Spricht in der Doku Klartext: Mario Basler. © Ben Knabe
Findet kritische Worte: Mehmet Scholl. © Sabine Finger
Lächelt Vorwürfe weg: Jürgen Klinsmann. © Benjamin Zeller
Die Geschichte des FC Bayern München bietet einen reichhaltigen Fundus für Dokumentationen. Dabei ging es bislang um die glorreichen Zeiten: Den Aufstieg in den Sechziger- und Siebzigerjahren mit der goldenen Achse Maier-Beckenbauer-Müller und um die von der Generation Wembley in die Wege geleitete beispiellose Titelserie der Neuzeit. Allerdings lagert noch ganz anderer Stoff in den Archiven. Wunderbarer Stoff vor allem für die, die den FC Bayern nicht immer gewinnen sehen wollen. Zum Ausklang des 20. Jahrhunderts ging es verlässlich rund an der Säbener Straße – und diese Epoche beleuchtet die fünfteilige Serie „FC Hollywood“, die das ZDF am Freitag um 22.30 Uhr zeigt und die aktuell in der Mediathek verfügbar ist.
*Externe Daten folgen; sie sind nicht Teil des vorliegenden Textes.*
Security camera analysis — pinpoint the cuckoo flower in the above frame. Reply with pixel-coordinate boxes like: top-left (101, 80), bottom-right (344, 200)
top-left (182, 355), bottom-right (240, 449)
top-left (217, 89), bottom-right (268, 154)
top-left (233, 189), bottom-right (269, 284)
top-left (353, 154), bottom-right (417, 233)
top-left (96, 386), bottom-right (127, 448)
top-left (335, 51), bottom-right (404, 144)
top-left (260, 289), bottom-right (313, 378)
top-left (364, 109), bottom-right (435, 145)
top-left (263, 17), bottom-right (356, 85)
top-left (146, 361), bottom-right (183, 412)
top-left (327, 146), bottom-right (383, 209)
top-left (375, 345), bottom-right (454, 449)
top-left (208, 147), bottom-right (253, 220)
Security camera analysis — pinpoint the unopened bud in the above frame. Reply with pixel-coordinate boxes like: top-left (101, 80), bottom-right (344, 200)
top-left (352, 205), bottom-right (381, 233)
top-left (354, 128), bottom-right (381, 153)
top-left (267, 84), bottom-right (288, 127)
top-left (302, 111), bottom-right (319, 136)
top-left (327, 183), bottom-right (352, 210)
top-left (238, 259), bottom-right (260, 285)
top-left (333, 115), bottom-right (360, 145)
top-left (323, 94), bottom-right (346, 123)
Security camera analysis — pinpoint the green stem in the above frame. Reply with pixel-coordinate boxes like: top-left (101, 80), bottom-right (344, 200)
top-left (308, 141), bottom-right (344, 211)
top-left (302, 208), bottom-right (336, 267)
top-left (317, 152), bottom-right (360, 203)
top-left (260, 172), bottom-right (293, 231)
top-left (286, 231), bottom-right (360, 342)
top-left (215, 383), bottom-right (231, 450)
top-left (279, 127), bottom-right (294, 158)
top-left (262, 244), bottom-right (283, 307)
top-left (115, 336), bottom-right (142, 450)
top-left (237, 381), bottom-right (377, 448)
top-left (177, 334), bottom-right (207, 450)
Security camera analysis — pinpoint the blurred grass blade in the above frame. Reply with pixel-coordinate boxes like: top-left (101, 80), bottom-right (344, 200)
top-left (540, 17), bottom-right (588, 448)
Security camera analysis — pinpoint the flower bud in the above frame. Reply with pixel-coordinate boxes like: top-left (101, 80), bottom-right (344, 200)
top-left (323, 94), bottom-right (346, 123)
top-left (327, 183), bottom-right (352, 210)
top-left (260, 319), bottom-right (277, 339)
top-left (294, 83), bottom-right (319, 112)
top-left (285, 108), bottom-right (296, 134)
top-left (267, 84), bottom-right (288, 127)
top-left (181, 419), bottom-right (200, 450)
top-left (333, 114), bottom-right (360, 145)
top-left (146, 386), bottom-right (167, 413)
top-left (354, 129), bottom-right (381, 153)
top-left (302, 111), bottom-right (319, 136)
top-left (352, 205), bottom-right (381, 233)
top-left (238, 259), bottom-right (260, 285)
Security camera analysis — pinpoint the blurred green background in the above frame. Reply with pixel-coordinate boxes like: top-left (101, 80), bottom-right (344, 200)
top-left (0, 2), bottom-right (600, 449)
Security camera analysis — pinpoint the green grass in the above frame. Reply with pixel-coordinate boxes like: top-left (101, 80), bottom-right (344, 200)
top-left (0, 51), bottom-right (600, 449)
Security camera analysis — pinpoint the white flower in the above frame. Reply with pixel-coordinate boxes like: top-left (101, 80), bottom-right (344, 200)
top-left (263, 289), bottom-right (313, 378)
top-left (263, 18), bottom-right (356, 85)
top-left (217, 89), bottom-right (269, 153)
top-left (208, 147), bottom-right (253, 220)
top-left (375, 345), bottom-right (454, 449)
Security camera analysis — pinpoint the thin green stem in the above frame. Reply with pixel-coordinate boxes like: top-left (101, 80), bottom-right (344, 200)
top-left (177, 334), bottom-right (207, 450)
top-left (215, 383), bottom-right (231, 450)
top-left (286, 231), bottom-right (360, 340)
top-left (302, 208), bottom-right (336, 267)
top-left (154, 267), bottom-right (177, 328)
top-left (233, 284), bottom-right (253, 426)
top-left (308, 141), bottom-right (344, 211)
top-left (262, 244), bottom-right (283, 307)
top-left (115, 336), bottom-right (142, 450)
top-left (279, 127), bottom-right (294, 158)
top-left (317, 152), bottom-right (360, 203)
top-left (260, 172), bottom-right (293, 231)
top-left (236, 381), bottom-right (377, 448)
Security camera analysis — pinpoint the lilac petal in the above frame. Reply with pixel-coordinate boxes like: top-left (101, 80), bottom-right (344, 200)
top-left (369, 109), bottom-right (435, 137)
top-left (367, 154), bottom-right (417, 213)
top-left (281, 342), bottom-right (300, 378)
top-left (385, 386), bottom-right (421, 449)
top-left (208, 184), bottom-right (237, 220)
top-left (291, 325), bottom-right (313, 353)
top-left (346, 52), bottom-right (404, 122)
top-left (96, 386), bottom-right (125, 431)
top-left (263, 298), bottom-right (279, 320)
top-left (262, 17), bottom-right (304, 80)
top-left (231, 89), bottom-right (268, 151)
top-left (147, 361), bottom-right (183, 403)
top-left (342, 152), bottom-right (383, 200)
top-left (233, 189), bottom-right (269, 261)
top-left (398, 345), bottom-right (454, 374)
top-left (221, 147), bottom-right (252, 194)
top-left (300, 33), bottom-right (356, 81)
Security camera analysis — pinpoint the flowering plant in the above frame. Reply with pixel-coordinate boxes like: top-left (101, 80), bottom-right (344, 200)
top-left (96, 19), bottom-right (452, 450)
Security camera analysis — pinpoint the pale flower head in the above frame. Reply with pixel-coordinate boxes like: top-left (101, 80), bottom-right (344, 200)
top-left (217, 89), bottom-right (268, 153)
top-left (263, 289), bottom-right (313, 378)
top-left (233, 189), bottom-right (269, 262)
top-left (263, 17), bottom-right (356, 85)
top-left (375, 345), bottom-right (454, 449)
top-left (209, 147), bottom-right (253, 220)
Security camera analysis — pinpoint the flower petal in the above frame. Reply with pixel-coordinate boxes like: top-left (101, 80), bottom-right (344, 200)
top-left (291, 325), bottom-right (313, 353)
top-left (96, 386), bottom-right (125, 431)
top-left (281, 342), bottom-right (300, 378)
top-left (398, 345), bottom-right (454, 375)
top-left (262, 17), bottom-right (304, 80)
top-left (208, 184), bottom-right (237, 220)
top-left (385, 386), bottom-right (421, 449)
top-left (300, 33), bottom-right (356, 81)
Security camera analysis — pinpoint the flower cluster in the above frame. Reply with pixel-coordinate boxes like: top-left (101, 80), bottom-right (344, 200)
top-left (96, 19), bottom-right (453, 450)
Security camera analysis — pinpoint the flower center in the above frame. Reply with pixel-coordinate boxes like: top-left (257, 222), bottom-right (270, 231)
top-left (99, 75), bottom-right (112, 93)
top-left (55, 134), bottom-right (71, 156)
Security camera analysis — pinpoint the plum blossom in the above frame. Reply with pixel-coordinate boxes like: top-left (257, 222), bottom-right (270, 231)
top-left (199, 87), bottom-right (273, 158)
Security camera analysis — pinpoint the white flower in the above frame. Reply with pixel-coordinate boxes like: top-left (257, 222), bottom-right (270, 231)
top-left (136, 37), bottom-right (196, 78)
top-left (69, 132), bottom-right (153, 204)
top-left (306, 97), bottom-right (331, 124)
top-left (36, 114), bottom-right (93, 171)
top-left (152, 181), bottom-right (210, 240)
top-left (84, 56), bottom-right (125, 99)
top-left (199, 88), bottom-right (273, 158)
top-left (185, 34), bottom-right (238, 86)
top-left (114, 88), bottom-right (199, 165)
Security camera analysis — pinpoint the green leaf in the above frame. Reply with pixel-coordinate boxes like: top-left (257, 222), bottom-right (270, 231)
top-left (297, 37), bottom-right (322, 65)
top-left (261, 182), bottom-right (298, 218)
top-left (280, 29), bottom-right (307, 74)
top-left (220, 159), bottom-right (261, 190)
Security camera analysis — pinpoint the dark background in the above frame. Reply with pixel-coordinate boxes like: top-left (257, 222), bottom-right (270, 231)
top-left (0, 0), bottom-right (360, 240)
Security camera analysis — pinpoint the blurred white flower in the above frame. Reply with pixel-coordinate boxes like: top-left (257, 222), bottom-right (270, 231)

Schon wenn die Protagonisten von damals heute, nunmehr faltig, kahl und kugelig, Platz nehmen zum Rückblick, merkt man ihnen die Lust am Streit sofort wieder an. Lothar Matthäus sucht noch immer nach Beweisen für den Hinterhalt, mit dem er von 1995 bis ’98 aus der Nationalmannschaft gekickt wurde, Jürgen Klinsmann lächelt den Verdacht weiterhin routiniert (und nicht ganz glaubwürdig) weg. Wer’s vergessen hat: Matthäus forderte seinerzeit über seine Hauspostille „Sport-Bild“ ein TV-Duell mit Klinsmann ein – ja, solche Auswüchse nahm das damals an.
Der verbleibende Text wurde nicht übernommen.